We could lowball it -- an average of, say, "only" six civilian
deaths per mission instead of the likely 30 -- and come up with a
figure of 300 innocent men, women and children eviscerated at
Rumsfeld's personal command. A more contentious high-balling -- an
average of 50 civilian deaths per mission -- would give us at least
2,500 innocent men, women and children burned to death and blown to
bits on Rumsfeld's order: a number approaching the death toll of the
Sept. 11 attacks.
Bushist minions
would doubtless say that this "collateral damage" is the
unintentional byproduct of actions designed to achieve strictly
military objectives. What's more, U.S. forces placed unprecedented
restraints on their rules of engagement precisely to avoid civilian
casualties.
True enough. But
when the overall military action itself is unjust -- based on the
calculated perversion of public trust by lies invoking an "imminent
threat" that was patently nonexistent, and on the constantly
insinuated blood libel that Iraq was somehow complicit in the Sept.

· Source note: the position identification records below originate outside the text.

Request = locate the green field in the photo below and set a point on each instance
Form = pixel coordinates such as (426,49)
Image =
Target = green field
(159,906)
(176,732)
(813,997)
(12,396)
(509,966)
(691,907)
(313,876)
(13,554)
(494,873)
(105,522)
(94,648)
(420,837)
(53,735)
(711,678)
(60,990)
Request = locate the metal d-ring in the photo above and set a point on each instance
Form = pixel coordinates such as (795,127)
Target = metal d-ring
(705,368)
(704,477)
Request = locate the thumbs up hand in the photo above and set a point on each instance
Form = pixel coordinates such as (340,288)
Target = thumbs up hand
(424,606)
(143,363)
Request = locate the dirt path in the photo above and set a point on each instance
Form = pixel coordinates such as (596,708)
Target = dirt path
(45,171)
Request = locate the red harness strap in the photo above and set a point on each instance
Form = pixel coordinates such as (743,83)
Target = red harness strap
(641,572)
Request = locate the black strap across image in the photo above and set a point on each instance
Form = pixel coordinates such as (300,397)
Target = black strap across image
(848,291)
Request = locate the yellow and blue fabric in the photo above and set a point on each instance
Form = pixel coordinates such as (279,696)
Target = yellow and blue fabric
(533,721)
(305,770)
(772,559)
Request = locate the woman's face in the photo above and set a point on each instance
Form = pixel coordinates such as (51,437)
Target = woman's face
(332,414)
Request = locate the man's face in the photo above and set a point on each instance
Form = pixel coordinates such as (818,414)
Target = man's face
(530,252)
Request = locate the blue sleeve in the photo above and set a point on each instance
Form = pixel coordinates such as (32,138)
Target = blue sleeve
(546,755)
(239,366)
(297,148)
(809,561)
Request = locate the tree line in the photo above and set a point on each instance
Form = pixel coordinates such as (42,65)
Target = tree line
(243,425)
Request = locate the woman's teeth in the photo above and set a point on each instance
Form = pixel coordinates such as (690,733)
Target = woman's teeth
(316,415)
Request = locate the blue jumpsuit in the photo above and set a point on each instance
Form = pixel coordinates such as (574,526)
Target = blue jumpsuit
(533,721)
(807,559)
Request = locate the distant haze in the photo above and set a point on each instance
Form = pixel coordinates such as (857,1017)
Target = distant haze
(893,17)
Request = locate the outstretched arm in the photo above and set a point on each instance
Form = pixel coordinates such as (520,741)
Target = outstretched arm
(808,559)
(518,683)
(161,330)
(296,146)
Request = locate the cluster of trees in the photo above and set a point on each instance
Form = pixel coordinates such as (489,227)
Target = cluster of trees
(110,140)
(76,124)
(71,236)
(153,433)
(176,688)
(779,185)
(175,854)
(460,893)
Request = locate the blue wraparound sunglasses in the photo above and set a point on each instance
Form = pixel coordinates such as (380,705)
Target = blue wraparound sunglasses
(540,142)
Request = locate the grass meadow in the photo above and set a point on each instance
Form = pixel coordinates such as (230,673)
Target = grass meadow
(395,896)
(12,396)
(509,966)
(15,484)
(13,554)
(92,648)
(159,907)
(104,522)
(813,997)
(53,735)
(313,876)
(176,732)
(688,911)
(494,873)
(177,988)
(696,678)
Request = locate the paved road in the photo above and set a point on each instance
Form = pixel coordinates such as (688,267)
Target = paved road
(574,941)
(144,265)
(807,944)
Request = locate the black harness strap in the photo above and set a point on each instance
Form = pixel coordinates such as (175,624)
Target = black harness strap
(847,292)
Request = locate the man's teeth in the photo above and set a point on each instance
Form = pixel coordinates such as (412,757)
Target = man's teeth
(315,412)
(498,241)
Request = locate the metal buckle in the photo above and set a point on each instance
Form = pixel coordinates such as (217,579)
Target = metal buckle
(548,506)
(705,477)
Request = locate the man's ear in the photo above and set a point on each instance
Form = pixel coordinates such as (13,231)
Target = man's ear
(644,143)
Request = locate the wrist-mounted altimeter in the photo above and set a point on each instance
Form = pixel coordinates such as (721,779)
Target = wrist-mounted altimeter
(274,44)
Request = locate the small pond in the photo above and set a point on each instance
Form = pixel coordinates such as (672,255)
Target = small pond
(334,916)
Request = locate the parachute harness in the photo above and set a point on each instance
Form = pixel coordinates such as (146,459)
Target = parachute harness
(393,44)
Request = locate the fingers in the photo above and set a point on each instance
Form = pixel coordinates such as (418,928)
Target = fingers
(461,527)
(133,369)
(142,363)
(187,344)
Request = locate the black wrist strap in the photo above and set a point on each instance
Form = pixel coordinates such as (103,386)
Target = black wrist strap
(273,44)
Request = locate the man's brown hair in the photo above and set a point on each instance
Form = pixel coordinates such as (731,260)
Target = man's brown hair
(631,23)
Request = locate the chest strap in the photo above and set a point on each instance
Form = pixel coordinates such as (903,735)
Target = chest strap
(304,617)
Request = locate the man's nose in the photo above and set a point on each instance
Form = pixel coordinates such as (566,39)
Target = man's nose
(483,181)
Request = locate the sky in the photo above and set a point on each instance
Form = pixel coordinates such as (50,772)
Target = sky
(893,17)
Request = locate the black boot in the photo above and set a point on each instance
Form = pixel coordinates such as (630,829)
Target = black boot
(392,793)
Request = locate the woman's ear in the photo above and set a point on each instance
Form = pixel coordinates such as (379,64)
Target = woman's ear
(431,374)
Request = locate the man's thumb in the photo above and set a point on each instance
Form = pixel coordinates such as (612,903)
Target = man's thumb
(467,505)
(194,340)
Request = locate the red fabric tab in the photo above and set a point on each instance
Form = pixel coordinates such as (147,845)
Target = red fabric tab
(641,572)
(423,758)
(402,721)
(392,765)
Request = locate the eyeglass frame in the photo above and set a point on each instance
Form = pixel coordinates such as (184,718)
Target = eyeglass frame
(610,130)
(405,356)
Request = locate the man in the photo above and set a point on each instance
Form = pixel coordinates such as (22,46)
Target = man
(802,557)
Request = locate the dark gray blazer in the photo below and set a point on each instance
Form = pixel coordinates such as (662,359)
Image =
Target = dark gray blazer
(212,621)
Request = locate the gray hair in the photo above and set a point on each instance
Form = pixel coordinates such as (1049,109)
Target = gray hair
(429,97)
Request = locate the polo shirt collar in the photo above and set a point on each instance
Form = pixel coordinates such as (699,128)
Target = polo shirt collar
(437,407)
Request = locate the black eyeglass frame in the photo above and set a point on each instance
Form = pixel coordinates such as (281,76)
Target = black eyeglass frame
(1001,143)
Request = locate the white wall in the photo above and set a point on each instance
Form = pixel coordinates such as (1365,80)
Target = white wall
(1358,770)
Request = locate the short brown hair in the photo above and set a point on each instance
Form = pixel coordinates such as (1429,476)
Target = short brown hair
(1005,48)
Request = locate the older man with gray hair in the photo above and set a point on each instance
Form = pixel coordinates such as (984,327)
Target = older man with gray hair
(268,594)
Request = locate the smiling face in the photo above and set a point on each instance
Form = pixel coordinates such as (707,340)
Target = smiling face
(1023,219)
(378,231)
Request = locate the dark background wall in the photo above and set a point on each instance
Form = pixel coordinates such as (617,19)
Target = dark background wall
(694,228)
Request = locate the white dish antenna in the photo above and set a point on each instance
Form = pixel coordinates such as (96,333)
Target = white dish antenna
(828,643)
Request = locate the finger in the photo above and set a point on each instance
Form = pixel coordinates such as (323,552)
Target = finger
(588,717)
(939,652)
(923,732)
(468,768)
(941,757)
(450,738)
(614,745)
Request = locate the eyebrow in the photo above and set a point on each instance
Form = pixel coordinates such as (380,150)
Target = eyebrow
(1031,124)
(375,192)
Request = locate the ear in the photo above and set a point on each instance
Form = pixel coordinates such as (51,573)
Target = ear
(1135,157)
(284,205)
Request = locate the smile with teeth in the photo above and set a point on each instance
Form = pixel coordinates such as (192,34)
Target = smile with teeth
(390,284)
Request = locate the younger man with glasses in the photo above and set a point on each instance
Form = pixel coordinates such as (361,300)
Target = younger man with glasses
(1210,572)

11 massacres; when, furthermore, the military action is illegal --
an act of unilateral aggression unsanctioned by international law,
the UN Charter or the constitution of the United States (which does
not give Congress the authority to delegate its warmaking powers to
the personal whim of the president), then the innocent deaths that
result from such an action cannot be "justified" as the result of
"normal" wartime operations.
In this context of
illegality, the Bushists are left with nothing but the logic of
gangsterism -- an "Al Capone" defense: "I tried real hard not to
kill too many innocent bystanders when I robbed that bank." No court
would accept such "restraint" as mitigation for murders committed in
the course of criminal activity.
It's clear that
the civilian deaths caused by the invasion of Iraq cannot be
ascribed to some bloodless abstraction -- "the fortunes of war,"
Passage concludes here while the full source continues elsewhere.